O parecer recorda ainda que a existência de armazenagem privada, elemento central da argumentação pelo fechamento, não é garantia de nada. Nessas estruturas, segundo a superintendência, há maior risco de desvios e perdas de grãos, além de tratamentos com inseticidas sem o devido controle. Mais complicado, há a concorrência com as culturas rentáveis: um pequeno produtor não tem como competir por espaço com um latifundiário que produz soja. A falta de um lugar para estocar grãos o forçará a vender tudo de uma vez e no pico da safra, rebaixando preços.
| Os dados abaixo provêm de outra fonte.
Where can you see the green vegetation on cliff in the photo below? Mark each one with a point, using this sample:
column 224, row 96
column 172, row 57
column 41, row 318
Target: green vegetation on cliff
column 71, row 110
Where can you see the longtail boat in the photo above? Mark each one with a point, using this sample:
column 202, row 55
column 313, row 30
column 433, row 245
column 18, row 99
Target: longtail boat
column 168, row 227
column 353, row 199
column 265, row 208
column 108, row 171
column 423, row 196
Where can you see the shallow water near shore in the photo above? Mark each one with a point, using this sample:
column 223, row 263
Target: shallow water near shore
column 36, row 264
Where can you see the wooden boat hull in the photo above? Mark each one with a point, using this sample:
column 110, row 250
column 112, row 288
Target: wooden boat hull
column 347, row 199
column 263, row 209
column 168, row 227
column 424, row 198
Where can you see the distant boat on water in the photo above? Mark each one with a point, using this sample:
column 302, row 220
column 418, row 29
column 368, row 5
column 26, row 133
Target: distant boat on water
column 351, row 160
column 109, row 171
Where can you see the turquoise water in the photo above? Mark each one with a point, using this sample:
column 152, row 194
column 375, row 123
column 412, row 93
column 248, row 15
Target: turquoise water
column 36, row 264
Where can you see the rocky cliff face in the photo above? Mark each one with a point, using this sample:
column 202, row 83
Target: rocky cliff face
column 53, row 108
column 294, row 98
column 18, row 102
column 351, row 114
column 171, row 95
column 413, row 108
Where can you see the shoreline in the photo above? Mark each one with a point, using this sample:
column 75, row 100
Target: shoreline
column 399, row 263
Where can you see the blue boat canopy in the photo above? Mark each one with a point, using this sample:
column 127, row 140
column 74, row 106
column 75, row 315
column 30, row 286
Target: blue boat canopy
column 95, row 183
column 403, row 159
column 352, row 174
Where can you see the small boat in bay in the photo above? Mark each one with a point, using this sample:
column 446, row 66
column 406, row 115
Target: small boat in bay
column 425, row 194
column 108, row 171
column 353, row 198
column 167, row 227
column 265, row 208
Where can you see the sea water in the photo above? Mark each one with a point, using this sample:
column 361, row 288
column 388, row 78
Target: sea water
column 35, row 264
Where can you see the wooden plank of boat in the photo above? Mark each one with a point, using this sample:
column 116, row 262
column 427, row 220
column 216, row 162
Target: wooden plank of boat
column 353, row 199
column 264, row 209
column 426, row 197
Outro documento, produzido em novembro de 2018 pela Superintendência de Armazenagem, busca demonstrar que mesmo estoques estratégicos podem ser depositados em armazéns privados. Mas admite que há uma “limitação quantitativa” em certas áreas, em especial no Nordeste, ou seja, onde não há rede privada com capacidade de absorver a produção. E adverte que retirar alimentos de espaços privados, caso algo dê errado, pode ser demorado. A punição em caso de violação de regras é inútil: descredenciar um armazém privado deixa ainda mais grave o déficit de estocagem.
No Nordeste, o fechamento foi mais sutil. Porém não menos importante. A unidade João Câmara, no Rio Grande do Norte, movimentou 15 mil toneladas entre 2015 e 2018, num total de 4.700 agricultores. Agora, restarão duas unidades, em Natal, distante para pequenos produtores do interior. Entre Rios, na Bahia, movimentou 12,2 mil de toneladas no período. Estratégica para o Oeste baiano, Santa Maria da Vitória também entrou na faca. Em torno de 3.500 famílias eram beneficiadas com a distribuição de alimentos.
No Mato Grosso do Sul, Dourados é vista como uma das cidades mais afetadas. Alceu Júnior, secretário municipal de Agricultura Familiar, lembra que os programas públicos vêm perdendo fôlego nos últimos anos. “Já vinha a conta-gotas num processo informal de desativação e, agora, caminha para consolidar”, diz. “Uma situação dessas impacta toda a cadeia. A cadeia tem que se reinventar. O produtor, os insumos e a comercialização nas feiras livres deixa de fomentar. Porque querendo ou não, quem produz para atender o PAA não atende só isso. O PAA permite se capitalizar e produzir um pouco além disso para a comercialização local.”
No mesmo estado, Chapadão do Sul oferece uma fotografia do futuro de Dourados. Joeder Pereira de Paula, presidente do Sindicato da Agricultura Familiar local, recorda que a Conab chegou a ter duas estruturas na cidade. “O pagamento é muito mais fácil com a Conab. A gente tinha boas vantagens. E, com a atuação privada, isso muda. Os preços são maiores e as oportunidades são menores do que a gente tinha. Num todo, acabou prejudicando o pequeno produtor.”